アウェッラーナは薬師なので付与魔術は門外漢だが、知らない分野の話が物珍しく、次々と運ばれてくるご馳走を食べ進めながら耳を傾けた。
国王が遠い目をしてポツポツ語る。
「アビョース伯爵はひとつの炎輝石に【炉】と【鎧破り】を付与し、術で矢に組込んで馴染ませてくれたのだ」
「ひとつの炎輝石にふたつの術を付与……そんなことが可能なのですか?」
「理論上は可能だが、呪文と呪印を刻む細かい細工と繊細な魔力操作が必要で、非常に難易度が高い。当時、我が国の職人は誰一人として宝石への二重付与を成し得ず、個別に付与したものの、矢への統合付与ができなかった」
ピルム少年が、瞳を輝かせてアビョース元伯爵こと素材屋プートニクを見る。
元騎士プートニクは、呪医ジーマラスチと薬師アウェッラーナの護衛として訪れた身だ。みんなが食事をする中、近衛兵ルサールカと共に壁際に控えて微動だにしない。
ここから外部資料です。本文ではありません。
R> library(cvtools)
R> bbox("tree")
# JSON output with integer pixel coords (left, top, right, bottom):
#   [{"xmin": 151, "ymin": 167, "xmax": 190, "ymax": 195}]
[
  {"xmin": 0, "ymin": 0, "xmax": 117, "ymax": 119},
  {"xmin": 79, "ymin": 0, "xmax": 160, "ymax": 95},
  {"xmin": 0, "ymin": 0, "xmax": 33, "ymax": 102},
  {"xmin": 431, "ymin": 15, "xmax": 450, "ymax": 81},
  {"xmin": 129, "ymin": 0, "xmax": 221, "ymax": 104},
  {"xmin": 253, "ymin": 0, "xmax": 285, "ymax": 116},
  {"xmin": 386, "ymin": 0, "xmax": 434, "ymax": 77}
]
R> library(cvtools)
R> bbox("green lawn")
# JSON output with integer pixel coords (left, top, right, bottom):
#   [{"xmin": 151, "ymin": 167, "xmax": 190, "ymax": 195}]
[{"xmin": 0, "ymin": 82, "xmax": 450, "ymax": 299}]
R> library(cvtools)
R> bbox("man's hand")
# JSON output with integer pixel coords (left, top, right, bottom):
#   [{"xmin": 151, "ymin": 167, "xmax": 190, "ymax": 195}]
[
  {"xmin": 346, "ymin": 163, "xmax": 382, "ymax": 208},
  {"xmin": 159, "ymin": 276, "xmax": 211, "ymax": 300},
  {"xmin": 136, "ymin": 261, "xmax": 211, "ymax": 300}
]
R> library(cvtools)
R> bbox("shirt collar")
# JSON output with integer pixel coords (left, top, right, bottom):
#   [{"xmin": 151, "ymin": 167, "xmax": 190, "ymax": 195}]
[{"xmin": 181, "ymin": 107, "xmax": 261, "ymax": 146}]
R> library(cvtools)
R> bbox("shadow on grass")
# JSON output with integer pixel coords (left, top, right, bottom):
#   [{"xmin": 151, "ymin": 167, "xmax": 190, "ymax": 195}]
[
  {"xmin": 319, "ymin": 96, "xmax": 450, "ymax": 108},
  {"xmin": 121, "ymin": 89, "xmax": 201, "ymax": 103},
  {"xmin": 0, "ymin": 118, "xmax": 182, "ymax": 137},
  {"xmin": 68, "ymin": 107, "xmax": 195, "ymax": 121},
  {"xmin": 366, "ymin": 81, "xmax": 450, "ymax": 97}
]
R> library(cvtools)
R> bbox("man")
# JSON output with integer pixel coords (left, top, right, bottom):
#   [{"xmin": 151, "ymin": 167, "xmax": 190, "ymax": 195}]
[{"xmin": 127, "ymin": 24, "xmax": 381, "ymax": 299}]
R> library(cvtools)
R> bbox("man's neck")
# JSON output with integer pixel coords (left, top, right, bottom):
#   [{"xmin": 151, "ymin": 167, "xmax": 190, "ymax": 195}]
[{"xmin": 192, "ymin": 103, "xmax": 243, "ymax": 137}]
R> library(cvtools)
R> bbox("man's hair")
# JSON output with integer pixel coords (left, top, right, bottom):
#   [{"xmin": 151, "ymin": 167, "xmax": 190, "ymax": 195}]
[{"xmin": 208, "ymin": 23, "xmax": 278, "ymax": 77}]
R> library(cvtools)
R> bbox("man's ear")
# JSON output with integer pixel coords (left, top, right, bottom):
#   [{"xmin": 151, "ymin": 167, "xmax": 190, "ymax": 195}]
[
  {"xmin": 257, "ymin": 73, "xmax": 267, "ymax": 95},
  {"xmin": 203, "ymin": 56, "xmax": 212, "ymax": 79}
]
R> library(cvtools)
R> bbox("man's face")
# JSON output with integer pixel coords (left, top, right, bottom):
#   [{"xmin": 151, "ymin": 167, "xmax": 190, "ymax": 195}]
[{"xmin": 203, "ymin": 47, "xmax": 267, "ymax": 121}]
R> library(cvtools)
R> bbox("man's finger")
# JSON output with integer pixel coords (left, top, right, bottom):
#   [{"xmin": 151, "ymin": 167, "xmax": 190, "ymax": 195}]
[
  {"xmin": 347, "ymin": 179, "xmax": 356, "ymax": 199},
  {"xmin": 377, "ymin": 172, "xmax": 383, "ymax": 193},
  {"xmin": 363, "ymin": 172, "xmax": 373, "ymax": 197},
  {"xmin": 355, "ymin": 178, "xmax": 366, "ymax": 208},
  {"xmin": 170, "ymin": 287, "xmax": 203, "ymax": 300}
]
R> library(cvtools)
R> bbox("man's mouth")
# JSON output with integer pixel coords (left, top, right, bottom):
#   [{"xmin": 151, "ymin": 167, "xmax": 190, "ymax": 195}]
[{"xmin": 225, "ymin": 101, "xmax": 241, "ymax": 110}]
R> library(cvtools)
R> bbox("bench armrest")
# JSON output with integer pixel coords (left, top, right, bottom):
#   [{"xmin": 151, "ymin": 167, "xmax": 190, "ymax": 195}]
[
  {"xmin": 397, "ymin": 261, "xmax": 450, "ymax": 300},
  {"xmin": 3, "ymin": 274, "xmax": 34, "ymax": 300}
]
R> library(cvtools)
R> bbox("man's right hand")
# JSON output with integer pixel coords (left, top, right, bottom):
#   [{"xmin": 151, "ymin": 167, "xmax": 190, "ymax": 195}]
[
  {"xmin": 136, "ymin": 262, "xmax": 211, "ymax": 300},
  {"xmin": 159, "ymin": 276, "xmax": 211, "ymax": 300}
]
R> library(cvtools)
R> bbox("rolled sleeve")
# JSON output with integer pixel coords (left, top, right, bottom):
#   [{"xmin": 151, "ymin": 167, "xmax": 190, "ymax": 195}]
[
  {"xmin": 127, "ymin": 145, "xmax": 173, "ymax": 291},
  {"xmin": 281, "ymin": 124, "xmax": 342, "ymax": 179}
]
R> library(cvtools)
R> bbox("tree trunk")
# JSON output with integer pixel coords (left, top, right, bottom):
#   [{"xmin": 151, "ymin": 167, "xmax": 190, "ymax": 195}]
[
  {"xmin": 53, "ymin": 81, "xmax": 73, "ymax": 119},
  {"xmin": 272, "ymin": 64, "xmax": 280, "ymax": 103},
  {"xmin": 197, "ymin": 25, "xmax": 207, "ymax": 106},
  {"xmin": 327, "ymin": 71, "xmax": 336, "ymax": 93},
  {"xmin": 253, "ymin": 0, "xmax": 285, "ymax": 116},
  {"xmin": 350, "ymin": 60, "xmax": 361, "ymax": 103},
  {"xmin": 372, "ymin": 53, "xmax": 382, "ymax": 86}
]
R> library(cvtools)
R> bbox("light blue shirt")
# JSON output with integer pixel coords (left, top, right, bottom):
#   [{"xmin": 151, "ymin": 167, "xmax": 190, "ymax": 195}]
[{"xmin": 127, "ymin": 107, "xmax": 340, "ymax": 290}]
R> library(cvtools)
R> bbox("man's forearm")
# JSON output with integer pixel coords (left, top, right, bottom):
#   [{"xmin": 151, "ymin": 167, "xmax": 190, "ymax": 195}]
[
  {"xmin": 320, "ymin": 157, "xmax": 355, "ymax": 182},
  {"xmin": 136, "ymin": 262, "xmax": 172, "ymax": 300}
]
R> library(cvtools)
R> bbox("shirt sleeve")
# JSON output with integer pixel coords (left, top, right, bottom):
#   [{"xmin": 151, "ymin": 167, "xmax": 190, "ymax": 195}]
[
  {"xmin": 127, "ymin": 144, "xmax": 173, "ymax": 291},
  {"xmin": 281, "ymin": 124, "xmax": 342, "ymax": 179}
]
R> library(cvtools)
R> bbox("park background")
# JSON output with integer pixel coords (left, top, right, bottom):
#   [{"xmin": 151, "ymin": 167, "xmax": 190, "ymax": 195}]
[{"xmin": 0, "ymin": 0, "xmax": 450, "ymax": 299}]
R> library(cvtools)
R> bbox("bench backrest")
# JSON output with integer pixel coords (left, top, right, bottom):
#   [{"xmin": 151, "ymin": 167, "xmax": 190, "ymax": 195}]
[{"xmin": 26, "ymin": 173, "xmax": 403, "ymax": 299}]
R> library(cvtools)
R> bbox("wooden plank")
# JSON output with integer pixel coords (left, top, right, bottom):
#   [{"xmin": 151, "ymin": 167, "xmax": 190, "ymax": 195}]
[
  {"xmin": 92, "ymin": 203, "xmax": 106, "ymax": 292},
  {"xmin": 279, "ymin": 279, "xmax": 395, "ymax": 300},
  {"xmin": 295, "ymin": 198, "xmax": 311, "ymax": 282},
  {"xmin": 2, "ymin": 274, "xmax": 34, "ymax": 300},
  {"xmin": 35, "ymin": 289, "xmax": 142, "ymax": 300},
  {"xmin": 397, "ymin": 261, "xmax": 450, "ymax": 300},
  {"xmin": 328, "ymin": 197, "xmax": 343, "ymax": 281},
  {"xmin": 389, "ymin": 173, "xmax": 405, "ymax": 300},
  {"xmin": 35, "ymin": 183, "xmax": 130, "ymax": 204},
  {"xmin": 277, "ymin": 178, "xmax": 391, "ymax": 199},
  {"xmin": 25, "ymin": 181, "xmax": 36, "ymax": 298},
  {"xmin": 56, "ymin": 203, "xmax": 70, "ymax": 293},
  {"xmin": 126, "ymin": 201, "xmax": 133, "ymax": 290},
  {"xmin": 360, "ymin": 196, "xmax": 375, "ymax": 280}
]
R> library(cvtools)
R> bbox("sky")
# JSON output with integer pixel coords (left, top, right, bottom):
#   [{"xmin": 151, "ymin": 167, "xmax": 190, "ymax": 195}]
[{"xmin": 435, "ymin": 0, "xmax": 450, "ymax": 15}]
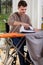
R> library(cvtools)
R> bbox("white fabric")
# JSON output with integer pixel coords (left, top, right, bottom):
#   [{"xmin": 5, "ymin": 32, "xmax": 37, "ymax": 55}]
[{"xmin": 26, "ymin": 31, "xmax": 43, "ymax": 65}]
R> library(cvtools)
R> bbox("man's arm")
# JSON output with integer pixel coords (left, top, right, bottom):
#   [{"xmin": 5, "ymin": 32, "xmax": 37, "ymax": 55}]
[{"xmin": 13, "ymin": 21, "xmax": 30, "ymax": 27}]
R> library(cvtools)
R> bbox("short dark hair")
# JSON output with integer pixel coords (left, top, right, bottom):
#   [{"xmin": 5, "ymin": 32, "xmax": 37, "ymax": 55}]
[{"xmin": 18, "ymin": 0, "xmax": 27, "ymax": 7}]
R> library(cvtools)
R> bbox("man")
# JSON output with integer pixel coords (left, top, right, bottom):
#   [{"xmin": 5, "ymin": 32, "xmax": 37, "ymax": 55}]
[{"xmin": 8, "ymin": 0, "xmax": 32, "ymax": 65}]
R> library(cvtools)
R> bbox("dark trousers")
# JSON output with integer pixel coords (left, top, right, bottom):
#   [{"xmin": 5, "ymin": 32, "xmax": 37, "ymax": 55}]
[{"xmin": 12, "ymin": 37, "xmax": 26, "ymax": 65}]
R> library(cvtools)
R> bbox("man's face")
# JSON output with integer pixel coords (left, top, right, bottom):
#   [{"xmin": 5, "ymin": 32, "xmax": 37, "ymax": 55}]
[{"xmin": 18, "ymin": 6, "xmax": 27, "ymax": 14}]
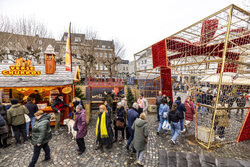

……大雑把な人だと思ってたけど、人は見かけによらないものね。
攻撃魔法は、強い魔力を一瞬で圧縮して放出する術が多い。
付与魔法は、魔法薬の調合同様、細かい魔力操作が必要だ。
プートニクが、状況に応じて相反する魔力操作を使い分けられる器用さを持ち合わせるなど思いもよらず、アウェッラーナは感心した。
☆ヴィナグラート産の大葡萄……「825.たった一人で」参照
☆炎輝石……「2244.宝石研磨職人」参照
※ 姪孫……甥の子供。字は「姪」だが、男女両方に使う。